Onboarding. Set on-call expectations with prospective team members before they join. Assign telemetry and incident response permissions to new product team members as soon as they join.
Escalation path. Ensure product team members have clear communication pathways for major incidents. Make it easy to nominate an incident manager as incident commander for out of hours incidents.
Learning mindset. Foster a no-blame culture of collaborative learning for production incidents. Promote an emphasis on creating new knowledge for the entire organisation.
These changes can be difficult to implement when you have a tight launch deadline for a new digital service. It's important to make them a bit at a time, starting from day one.
Encourage a product team to manage an out of hours on-call schedule, which safeguards the reliability of digital services and preserves work-life balance for product team members.
We recommend:
A minimum of three product team members participating in the on-call schedule
All product team members are encouraged to participate in the on-call schedule, regardless of role
A default on-call rotation of one week for each on-call participant
How product team members help each other to manage the on-call schedule is vital to success. Some team members may be unable to do on-call for family or health reasons, and their decisions need to be respected. Some team members may be reluctant due to a lack of preparation, and any such problems need to be solved.
Inject failures into digital services to validate they have been architected for adaptability. Enable product teams to hone their incident response skills, prior to any actual production incidents.
Run day-long events that introduce failures into your digital services. Encourage your product teams to reduce the blast radius of latent faults, refine their mental models, and build up relationships with dependent teams. If your production environment can't handle a controlled level of stress, run a Chaos Day in a test environment.

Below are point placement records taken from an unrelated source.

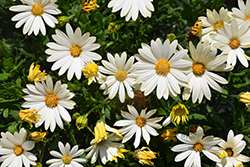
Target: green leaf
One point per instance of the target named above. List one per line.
(6, 113)
(199, 116)
(14, 114)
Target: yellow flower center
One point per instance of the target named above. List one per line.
(18, 150)
(101, 142)
(121, 75)
(248, 17)
(51, 100)
(218, 25)
(75, 51)
(140, 121)
(198, 147)
(162, 67)
(66, 159)
(37, 9)
(90, 70)
(230, 152)
(234, 43)
(198, 68)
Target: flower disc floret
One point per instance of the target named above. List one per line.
(218, 25)
(193, 145)
(198, 68)
(229, 151)
(66, 159)
(138, 124)
(198, 147)
(121, 75)
(37, 9)
(33, 14)
(51, 100)
(140, 121)
(234, 43)
(75, 51)
(18, 150)
(161, 67)
(120, 79)
(15, 150)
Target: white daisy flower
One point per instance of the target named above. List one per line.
(194, 144)
(231, 149)
(204, 60)
(72, 51)
(15, 149)
(50, 102)
(243, 14)
(120, 76)
(232, 40)
(159, 65)
(67, 157)
(131, 8)
(33, 15)
(213, 21)
(138, 125)
(104, 144)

Estimate the costs incurred and revenue lost during a production incident, and prioritise incident response based on that financial loss. Ensure product teams understand what is, and isn't, a major incident that requires swarming and an urgent resolution.
You Build It You Run It is based on an understanding of the financial exposure attached to a digital service. We've worked with many customers where incident financial loss is only calculated for the post-incident review, if at all. As a result, an entirely subjective incident priority is used to guide the incident response process, and there's a lot of uncertainty over what is and isn't a major incident.
Shifting that financial loss calculation left to the start of an incident clarifies how to approach incident response. It's a simple categorisation method, which avoids people wasting incident response time debating if an incident is a P1, a P2, or a P3.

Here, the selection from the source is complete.